Kritik am Verhalten Gewaltfreier und das Interesse an der Produktion "richtiger" Bilder werden im AAUe-Text eins. Ähnlich argumentiert "Ein Autonomer", der in seinem Rapport in der Berliner Interim der Larmoyanz Lou Marins wenig nachsteht. "Der Widerstand gegen den Castor sollte sich überlegen, ob ihm Gruppen, die sich, im wahrsten Sinne des Wortes, an die Spitze des Widerstands setzen wollen, gut tun", denn "nirgends war die Straße vor Schäden so sicher wie dort, wo sich dogmatische Gewaltfreie gegen jeden anderen Widerstandsversuch als ihren lautstark beschwerten." Derartige "Spaltung" ist schlimm, nicht nur, weil das Ausmaß von Straßenschäden bekanntlich zentrales Erfolgskriterium linker Politik ist, sondern vor allem, weil es - wir ahnen es schon - um die richtigen Bilder ging: "Es geht nicht an, daß sich vorm publicityträchtigen Verladekran eine Gruppe mit einem ausschließenden Konzept inszeniert und andere des Platzes verweist." Positive thinking aber auch hier. Trotz der "Abwiegler" sind die Märzereignisse auch für "Ein Autonomer" ein "Erfolg".

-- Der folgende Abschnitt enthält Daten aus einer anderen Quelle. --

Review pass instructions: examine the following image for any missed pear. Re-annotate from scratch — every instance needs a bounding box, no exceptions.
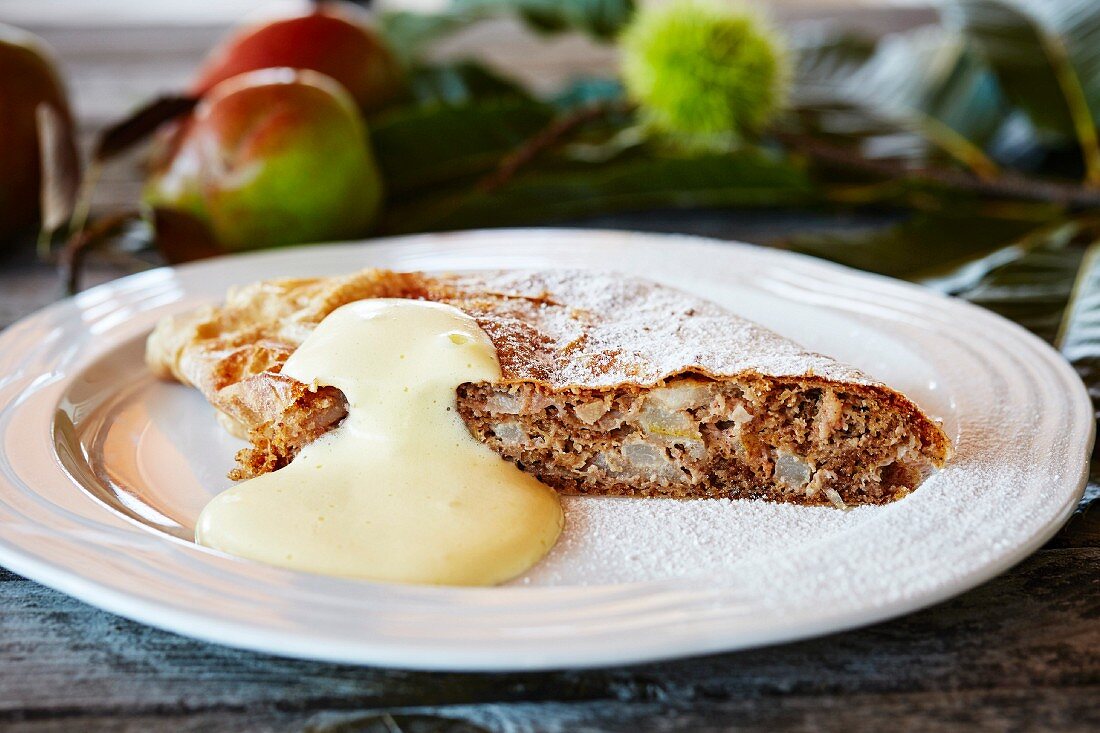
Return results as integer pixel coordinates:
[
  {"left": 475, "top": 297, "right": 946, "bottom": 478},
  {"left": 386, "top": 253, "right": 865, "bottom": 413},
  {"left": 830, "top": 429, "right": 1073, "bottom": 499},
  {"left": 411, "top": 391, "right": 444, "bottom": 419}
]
[
  {"left": 144, "top": 68, "right": 382, "bottom": 250},
  {"left": 190, "top": 2, "right": 404, "bottom": 112},
  {"left": 0, "top": 23, "right": 76, "bottom": 245}
]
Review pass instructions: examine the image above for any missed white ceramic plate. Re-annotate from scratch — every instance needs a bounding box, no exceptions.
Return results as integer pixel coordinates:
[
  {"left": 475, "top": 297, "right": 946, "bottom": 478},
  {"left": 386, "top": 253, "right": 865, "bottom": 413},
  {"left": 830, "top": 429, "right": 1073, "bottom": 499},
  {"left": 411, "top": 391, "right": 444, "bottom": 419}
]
[{"left": 0, "top": 230, "right": 1093, "bottom": 669}]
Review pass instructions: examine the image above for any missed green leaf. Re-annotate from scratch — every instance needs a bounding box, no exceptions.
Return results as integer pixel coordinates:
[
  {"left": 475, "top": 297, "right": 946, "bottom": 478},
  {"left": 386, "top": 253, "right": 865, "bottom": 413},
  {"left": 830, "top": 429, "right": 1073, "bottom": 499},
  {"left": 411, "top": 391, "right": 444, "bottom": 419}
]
[
  {"left": 371, "top": 99, "right": 554, "bottom": 197},
  {"left": 551, "top": 77, "right": 626, "bottom": 110},
  {"left": 952, "top": 223, "right": 1085, "bottom": 342},
  {"left": 945, "top": 0, "right": 1100, "bottom": 183},
  {"left": 794, "top": 26, "right": 1008, "bottom": 175},
  {"left": 378, "top": 0, "right": 634, "bottom": 54},
  {"left": 452, "top": 0, "right": 634, "bottom": 39},
  {"left": 777, "top": 204, "right": 1049, "bottom": 283},
  {"left": 407, "top": 61, "right": 531, "bottom": 106},
  {"left": 1057, "top": 242, "right": 1100, "bottom": 372},
  {"left": 377, "top": 10, "right": 468, "bottom": 64},
  {"left": 382, "top": 150, "right": 813, "bottom": 233}
]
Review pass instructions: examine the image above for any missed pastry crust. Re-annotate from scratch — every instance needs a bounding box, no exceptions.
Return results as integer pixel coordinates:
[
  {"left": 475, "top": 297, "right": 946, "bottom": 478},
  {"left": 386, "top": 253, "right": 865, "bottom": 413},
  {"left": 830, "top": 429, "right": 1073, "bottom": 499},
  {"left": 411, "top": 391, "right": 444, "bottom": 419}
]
[{"left": 146, "top": 270, "right": 950, "bottom": 504}]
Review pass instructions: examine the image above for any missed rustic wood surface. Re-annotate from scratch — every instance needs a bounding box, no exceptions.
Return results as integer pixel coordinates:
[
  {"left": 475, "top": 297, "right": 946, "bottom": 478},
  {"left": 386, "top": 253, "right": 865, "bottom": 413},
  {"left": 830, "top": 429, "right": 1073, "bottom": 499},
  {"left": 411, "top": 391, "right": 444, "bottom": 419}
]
[{"left": 0, "top": 12, "right": 1100, "bottom": 733}]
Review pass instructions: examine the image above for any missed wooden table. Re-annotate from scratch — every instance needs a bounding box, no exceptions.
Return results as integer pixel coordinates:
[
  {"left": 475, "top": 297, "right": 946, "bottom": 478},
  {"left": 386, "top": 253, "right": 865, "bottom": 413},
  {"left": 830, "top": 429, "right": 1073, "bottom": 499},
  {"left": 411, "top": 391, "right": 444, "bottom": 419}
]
[{"left": 0, "top": 14, "right": 1100, "bottom": 733}]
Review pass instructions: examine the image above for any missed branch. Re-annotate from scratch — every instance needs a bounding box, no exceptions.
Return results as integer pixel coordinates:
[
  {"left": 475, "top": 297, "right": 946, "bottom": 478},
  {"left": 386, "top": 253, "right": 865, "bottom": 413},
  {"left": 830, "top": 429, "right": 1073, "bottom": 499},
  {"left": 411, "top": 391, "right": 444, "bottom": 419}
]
[
  {"left": 475, "top": 102, "right": 630, "bottom": 194},
  {"left": 773, "top": 132, "right": 1100, "bottom": 208},
  {"left": 57, "top": 211, "right": 141, "bottom": 295}
]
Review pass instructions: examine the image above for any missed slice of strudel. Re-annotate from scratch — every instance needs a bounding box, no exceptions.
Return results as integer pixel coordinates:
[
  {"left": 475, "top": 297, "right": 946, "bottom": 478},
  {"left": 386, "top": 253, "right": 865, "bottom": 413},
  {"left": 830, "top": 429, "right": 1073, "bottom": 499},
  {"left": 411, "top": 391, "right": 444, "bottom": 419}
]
[{"left": 146, "top": 270, "right": 950, "bottom": 506}]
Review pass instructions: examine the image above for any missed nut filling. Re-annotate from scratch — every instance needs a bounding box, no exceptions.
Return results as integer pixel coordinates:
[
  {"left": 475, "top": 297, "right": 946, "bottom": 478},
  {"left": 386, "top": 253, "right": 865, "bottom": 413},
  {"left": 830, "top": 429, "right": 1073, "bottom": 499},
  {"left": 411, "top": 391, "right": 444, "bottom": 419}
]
[{"left": 459, "top": 378, "right": 932, "bottom": 507}]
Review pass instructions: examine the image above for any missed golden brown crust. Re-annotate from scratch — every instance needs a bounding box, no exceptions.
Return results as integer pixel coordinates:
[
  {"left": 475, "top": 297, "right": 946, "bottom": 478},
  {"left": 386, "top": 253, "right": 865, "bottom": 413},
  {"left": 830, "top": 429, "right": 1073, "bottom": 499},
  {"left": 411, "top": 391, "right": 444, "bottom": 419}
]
[{"left": 146, "top": 264, "right": 950, "bottom": 484}]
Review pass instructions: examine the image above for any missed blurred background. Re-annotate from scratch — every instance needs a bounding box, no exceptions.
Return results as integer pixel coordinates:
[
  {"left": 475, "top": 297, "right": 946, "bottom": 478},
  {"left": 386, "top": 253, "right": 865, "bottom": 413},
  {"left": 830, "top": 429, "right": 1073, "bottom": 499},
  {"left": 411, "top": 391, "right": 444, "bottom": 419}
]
[{"left": 0, "top": 0, "right": 1100, "bottom": 391}]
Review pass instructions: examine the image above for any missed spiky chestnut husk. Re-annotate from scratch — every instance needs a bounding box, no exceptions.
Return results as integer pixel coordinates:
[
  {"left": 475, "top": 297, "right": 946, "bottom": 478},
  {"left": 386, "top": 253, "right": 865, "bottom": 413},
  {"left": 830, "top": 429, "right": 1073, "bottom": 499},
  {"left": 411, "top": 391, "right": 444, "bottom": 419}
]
[{"left": 620, "top": 0, "right": 788, "bottom": 146}]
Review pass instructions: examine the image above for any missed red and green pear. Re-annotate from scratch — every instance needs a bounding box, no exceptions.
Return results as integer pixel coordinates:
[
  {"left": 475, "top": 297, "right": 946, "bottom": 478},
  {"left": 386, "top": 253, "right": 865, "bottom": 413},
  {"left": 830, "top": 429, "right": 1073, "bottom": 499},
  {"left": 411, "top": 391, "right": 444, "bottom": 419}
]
[
  {"left": 144, "top": 68, "right": 382, "bottom": 251},
  {"left": 0, "top": 23, "right": 76, "bottom": 245},
  {"left": 190, "top": 2, "right": 403, "bottom": 112}
]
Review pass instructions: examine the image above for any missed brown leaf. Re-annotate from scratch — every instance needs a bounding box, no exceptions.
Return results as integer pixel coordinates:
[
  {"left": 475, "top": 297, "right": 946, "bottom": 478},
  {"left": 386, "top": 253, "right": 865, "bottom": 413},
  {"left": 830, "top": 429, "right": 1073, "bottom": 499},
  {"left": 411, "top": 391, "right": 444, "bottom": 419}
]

Die so produzierten affirmativen Bilder von den Castor-Protesten stellen die Autonomen mit ihrem linken Anspruch vor ein Dilemma: Den Mut und das theoretische Wissen, die Orientierung ihrer Politik auf die "sozialen Bewegungen" in Frage zu stellen, haben sie nicht. Die Macht, die Castor-Bewegung von einer sich regional und pluralistisch definierenden zu einer linken nach ihrem Bilde zu machen, aber auch nicht. Die Realität ruft ihnen - mittlerweile heiser - schon seit 1004 zu: Ihr habt verloren.

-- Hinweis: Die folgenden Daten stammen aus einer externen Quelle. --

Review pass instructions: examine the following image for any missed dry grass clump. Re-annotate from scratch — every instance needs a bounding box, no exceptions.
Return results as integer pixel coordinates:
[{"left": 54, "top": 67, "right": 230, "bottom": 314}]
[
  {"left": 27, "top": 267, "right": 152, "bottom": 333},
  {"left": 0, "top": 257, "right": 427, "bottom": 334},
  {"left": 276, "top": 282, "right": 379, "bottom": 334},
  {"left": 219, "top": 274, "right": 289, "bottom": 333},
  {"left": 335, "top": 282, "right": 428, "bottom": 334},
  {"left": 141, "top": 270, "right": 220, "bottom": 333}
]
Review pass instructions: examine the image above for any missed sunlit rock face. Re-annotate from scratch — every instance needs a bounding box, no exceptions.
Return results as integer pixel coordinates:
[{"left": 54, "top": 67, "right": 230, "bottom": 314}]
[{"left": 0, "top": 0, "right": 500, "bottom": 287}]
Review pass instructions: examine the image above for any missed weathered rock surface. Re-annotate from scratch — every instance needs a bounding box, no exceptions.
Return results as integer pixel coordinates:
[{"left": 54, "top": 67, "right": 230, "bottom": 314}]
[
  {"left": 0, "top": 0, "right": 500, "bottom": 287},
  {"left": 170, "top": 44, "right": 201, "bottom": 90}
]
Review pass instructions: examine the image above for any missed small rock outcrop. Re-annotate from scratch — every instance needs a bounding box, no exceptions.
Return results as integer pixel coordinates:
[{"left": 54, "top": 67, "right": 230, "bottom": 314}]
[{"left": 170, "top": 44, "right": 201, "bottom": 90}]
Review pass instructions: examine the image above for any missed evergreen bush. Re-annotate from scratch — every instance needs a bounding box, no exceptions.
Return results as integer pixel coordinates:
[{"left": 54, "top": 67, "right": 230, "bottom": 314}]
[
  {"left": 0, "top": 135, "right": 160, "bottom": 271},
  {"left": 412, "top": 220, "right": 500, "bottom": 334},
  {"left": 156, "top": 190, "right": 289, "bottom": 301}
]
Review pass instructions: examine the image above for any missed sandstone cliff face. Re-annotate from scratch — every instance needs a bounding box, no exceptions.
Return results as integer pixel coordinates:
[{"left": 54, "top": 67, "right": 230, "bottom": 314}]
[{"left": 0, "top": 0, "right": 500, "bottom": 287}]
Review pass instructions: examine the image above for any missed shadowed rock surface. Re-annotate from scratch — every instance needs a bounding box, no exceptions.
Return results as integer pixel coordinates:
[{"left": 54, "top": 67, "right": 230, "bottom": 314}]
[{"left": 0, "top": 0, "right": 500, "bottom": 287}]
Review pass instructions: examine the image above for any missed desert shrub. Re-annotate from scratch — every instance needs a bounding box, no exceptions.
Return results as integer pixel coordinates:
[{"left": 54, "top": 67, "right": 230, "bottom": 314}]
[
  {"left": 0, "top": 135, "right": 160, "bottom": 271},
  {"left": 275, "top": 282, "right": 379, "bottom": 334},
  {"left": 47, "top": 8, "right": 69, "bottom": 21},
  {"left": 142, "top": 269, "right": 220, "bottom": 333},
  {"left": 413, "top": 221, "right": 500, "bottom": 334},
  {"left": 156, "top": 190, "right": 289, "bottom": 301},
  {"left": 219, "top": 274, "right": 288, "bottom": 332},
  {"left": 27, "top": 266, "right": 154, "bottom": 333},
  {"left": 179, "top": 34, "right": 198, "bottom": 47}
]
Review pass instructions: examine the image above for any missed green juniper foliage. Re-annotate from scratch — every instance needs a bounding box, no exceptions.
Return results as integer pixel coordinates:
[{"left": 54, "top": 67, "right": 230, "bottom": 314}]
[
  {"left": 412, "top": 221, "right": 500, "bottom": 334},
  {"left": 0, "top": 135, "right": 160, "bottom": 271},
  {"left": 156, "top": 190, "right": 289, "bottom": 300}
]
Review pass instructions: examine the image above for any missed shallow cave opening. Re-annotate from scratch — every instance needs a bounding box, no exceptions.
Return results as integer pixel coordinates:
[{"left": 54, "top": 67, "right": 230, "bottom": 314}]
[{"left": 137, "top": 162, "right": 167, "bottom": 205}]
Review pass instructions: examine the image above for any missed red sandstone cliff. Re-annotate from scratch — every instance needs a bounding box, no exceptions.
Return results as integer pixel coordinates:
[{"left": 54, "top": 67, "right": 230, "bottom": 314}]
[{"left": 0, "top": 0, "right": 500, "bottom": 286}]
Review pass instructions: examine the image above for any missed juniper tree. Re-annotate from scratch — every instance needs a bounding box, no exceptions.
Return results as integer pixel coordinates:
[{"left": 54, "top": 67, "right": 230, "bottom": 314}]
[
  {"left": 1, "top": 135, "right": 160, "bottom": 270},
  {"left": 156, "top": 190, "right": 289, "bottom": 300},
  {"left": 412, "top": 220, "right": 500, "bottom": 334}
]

Wenn man verloren hat, kann man sich selbst fragen, warum - oder einfach so tun, als habe man gewonnen. Protesten objektive Fortschrittlichkeit zu unterstellen, ist eine jahrelang bewährte Selbstbestätigungskonstruktion der Bewegungslinken. Mit dem Versuch, die These per Bildproduktion zur Wahrheit zu machen, festzuschreiben, daß die Castorbewegung links sei, machen sich die Autonomen einmal mehr zum "extrem linken Flügel der grünen Mittelstandsbewegung" (Bodo Schulze). Solche Kritik linker Politik und die Frage nach über die unmittelbare Aktion hinausgehenden Folgen stört Autonome bei der Produktion ihres Kitsches. Der beschreibt nach Christa Tornow "eine heile Welt, die deshalb heil ist, weil sie Geschichte ausklammert", und das ist allemal einfacher, als sich nach der Rolle der ...ko-Bewegung bei der Normalisierung deutscher Verhältnisse zu fragen. Auch die Autonomen tun im Rahmen der Castor-Proteste weiter so, als wäre deutsche Geschichte nicht gewesen. Das müssen sie auch, denn die seit den Siebzigern eifrig genutzte Möglichkeit, sich von einem projezierten Bild einer sozialen Bewegung zum nächsten zu zappen, ist erstmal perdu. Heute sind die Castor-Proteste eine der ganz wenigen Bewegungen, in die sich überhaupt noch zappen läßt. Deshalb ist die Lufthoheit über die Bilder aus Gorleben so wichtig. Bilder zu produzieren und zu projezieren ist einfacher, als sich angesichts der Minderheitenposition der Linken in diesem Land zu fragen: Was tun? Es geht um eine Durchsetzung der autonomen Bilder von der Castor-Bewegung als gut, wahr und schön, pardon, als im Kern links. Die Illusionen über die Castor-Bewegung hindern die Autonomen einerseits an einer am Ziel - Stop Castor! - orientierten Bezugnahme auf diese (regionalen) Proteste. Und das bequeme Zapping zu den selbstproduzierten Bildern der Gorleben-Bewegung hindert sie, über linke Strategien nachzudenken. Dieser Zustand von Politikunfähigkeit hat ja auch was Angenehmes: Man kann permanent das Schlechte in der Welt beklagen, für das immer andere verantwortlich sind.